Study Finds AI Feedback Improves Quality of Physician Notes

April 19, 2024
The researchers saw that using an AI tool improved the processes of determining diagnoses and making predictions.

A new study, undertaken by NYU Langone and published April 17 in NJEM Catalyst Innovations in Care Delivery, finds that AI “feedback improved the quality of physician notes written during patient visits, with better documentation improving the ability of care teams to make diagnoses and plan for patients’ future needs.”

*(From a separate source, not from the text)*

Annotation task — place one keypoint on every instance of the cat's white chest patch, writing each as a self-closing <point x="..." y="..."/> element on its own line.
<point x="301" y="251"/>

NYU Langone has been working to train AI models to “track in dashboards how well doctors’ notes achieved the ‘5 Cs’: completeness, conciseness, contingency planning, correctness, and clinical assessment.” Now, according to this new study, notes improved by AI “resulted in an improvement in care quality across four major medical specialties: internal medicine, pediatrics, general surgery, and the intensive care unit.”

The study found “improvements across the specialties of up to 45 percent in note-based clinical assessments (that is, determining diagnoses) and reasoning (making predictions when diagnoses are unknown). In addition, contingency planning to address patients’ future needs saw improvements of up to 34 percent.”

In addition to these efforts, NYU Langone worked with generative AI chatbots like GPT-4 to “read physician notes and make suggestions.” The case study showed that “large language models [like GPT-4] could provide a method for assessing the 5Cs across medical specialties without specialized training in each.”

A side effect of more widespread electronic health record adoption is that “physician clinical notes are now four times longer on average in the United States than in other countries,” which can make it harder for clinicians to understand diagnoses provided by other clinicians.

Each of the four medical specialties in the study “achieved the institutional goal, which was that more than 75 percent of inpatient history and physical exams and consult notes were being completed using standardized workflows that drove compliance with quality metrics.”